EVIDENCE FOR LIQUID IMMISCIBILITY IN LADDER DIKES AND LAYERED GRANODIORITES, SIERRA NEVADA, CALIFORNIA
LDs are roughly tabular bodies, <1m thick, composed of nested, concave-up, mafic-felsic troughs with an overall tabular, dike-like form (see Bartley et al., this volume). MLs are decimeter-scale couplets composed of a sharp-sided mafic layer that grades into a felsic layer that is in turn in sharp contact with another mafic layer. Both LDs and MLs are greatly enriched in mafic minerals, including biotite, hornblende, magnetite, titanite, apatite, and zircon, leading to extreme enrichments in many elements including REE, Fe, Zr, P, and Ti; Fe2O3t in some LD mafic layers approaches 35 wt%, and La approaches 1000x chondrite. Mafic layers in LDs and MLs also have low Mg numbers (typically <0.4). In contrast, crystallizing assemblages in granodioritic magmas should be low in these elements and have high Mg numbers owing to preferential incorporation of Mg over Fe in the crystallizing assemblage. Biotite and hornblende crystals are typically more Fe- and apatite-rich than those of the host plutons. All of these features argue that the minerals in the layers were not derived from the surrounding pluton by crystal-liquid separation.
Fe-enrichment trends are dramatically different from predictions of crystal-liquid equilibria but match observed segregation of Fe, REE, P, etc. into Fe-rich immiscible liquids in both experiments and in volcanic rocks on the earth and moon.
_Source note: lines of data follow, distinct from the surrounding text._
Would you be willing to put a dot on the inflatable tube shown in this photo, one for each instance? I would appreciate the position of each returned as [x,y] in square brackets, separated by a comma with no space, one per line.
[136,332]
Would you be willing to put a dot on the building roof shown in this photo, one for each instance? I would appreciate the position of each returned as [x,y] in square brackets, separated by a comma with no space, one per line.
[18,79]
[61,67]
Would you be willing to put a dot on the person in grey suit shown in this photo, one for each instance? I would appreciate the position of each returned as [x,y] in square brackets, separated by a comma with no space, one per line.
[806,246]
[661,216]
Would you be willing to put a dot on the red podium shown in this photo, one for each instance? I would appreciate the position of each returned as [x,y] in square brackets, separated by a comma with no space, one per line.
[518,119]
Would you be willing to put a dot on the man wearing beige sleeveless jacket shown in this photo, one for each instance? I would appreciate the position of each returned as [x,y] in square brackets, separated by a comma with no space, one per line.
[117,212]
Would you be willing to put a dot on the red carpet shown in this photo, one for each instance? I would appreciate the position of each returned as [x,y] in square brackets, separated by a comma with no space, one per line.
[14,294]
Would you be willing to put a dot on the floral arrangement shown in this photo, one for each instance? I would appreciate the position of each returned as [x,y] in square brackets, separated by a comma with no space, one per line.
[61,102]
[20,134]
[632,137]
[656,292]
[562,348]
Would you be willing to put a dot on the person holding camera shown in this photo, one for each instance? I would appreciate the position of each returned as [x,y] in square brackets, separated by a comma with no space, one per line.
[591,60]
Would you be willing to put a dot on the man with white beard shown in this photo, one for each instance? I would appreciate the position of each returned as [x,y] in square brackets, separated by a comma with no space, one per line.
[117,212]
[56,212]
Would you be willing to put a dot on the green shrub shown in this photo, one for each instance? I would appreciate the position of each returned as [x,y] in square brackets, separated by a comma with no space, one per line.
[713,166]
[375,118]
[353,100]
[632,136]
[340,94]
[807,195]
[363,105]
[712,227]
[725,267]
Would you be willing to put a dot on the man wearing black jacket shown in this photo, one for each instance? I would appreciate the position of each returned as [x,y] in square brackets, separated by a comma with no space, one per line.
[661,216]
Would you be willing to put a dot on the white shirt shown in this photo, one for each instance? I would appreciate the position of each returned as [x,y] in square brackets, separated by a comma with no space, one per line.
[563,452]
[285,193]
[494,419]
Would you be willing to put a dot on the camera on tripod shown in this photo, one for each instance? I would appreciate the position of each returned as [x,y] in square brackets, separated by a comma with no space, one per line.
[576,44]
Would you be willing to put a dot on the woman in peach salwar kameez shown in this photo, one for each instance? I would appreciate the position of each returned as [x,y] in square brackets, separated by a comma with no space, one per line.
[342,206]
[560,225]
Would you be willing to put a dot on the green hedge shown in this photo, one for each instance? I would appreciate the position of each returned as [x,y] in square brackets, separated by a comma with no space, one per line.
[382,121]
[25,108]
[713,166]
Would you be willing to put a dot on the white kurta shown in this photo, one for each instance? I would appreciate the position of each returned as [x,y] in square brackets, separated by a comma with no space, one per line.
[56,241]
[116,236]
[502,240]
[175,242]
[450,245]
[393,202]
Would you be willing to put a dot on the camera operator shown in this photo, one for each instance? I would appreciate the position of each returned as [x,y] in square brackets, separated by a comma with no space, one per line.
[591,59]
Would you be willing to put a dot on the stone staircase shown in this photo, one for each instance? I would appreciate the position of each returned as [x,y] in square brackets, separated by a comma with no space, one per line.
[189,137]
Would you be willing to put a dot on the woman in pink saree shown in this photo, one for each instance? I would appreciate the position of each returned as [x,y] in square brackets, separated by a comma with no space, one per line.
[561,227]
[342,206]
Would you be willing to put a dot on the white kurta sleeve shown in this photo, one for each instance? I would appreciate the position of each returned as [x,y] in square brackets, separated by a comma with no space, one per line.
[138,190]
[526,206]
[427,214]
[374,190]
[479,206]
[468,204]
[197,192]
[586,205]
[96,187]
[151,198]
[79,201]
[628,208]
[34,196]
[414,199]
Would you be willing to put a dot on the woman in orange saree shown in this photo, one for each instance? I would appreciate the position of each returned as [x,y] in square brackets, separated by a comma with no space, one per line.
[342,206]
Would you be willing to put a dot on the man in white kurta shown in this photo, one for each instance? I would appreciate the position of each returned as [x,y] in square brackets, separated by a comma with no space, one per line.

Although immiscibility is difficult to detect in plutonic rocks owing to crystallization of the immiscible liquids, it has been proposed for several layered mafic complexes, and LDs and MLs carry the same geochemical fingerprint. The immiscibility hypothesis cannot explain all the peculiar field relations of LDs and MLs, but neither can other explanations advanced to date.